Редактор возводил свой многоэтажный бутерброд, чтобы закушать водочку, которой он, несмотря на все свои хвори — вполне реальные в отличие от хворей нашего юбиляра (дай бог ему здравствовать еще столько же лет с сотенной в кармане!), — по-прежнему не гнушался.
— Давайте выпьем, Витя.
Я мотнул головой.
— Вы же знаете.
Он посмотрел на меня небесными глазами и, оттопырив палец с утонувшим в нем кольцом, благоговейно перелил в себя лукавую жидкость. Затем поставил рюмку, вкусил от бутерброда, тщательно пережевал и лишь потом произнес… но нет, не ту сакраментальную фразу: «Вам никогда не быть редактором, Витя», — другую:
— Мне кажется, вам еще долго работать в отделе информации. — И прибавил вздохнув: — А жаль!
Я спокойно воспринял это закрепляющее мой статус-кво известие. И вообще я вел себя, оказывается, довольно мужественно, если верить Яну Калиновскому или Сергею Ноженко, настоятельно приглашавшему меня пропить вместе с ним в прелестном женском обществе остатки его багровеющей печени.
— А для кого мне ее беречь, старик?
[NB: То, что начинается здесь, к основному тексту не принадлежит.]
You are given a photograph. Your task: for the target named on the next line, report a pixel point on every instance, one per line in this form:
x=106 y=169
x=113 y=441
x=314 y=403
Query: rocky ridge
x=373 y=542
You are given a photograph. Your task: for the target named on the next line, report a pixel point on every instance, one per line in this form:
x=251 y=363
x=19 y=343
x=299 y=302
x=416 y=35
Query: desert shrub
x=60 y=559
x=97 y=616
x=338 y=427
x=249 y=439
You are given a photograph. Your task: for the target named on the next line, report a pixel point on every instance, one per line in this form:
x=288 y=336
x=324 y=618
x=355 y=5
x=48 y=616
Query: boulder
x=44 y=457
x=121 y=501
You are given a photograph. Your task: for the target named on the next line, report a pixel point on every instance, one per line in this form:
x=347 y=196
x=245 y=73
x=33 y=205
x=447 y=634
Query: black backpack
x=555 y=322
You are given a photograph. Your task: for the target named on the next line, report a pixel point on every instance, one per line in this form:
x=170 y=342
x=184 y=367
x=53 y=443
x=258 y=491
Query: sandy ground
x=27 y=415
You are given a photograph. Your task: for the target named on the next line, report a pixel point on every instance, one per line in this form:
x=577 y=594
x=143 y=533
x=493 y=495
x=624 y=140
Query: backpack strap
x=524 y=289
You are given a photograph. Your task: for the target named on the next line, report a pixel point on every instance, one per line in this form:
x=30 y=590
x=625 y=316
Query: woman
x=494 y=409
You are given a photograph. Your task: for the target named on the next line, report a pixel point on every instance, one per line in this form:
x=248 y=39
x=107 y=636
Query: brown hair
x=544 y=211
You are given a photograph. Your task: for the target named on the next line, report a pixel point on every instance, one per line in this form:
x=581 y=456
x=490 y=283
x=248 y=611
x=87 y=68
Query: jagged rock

Я ведь один… Понимаешь, один, и это навсегда, потому что одиночество… — И он повторил — в который уж раз — свой выстраданный афоризм, что одиночество — это не когда тебя не любят, а когда не любишь ты. Беречь же себя ради себя — паскудство, в которое впал Ян Калиновский, а он не намерен. У него есть способ вернуть уважение к себе…
— Спиться? — сказал я.
— Не спиться. Вышвырнуться за ненадобностью. Только скупердяи и идиоты хранят дерьмо.
— Послушай, Сережа… — начал было я, но он перебил:
— Только не говори, что мне надо лечиться. Я не алкоголик. И не улыбайся… (Я и не думал улыбаться, это невинные морщинки у глаз ввели его, как и всех, в заблуждение.) Да, ни один алкаш не признает себя алкашом… Но ты ведь знаешь, я могу не пить сколько угодно… (Я действительно знал это.) И я никогда не опохмеляюсь, а где ты видел алкашей, которые не опохмеляются? (Не видел.) У меня другая болезнь, я тебе говорил о ней. Ни один врач в мире не вылечит ее… — Он ощерил гнилые зубки — не то презрительно, не то страдальчески. — Ни один. У тебя тоже эта болезнь, поэтому ты… — И он кивнул на диван, мое тогдашнее местожительство, а вернее, перевалочный пункт, потому что люди Свечкина уже выбивали мне жилплощадь — ту самую, где я пишу сейчас эти строки и которая как две капли воды схожа с неблагоустроенной квартирой этажного администратора, откуда я некогда перевез ее с дочерью и моим сыном в выделенную мне редакцией двухкомнатную секцию. — Поэтому ты здесь, — закончил Сергей Ноженко и вдруг прибавил, все так же криво ощеряясь в бороду: — Но у тебя есть мужество. Я уважаю тебя за это.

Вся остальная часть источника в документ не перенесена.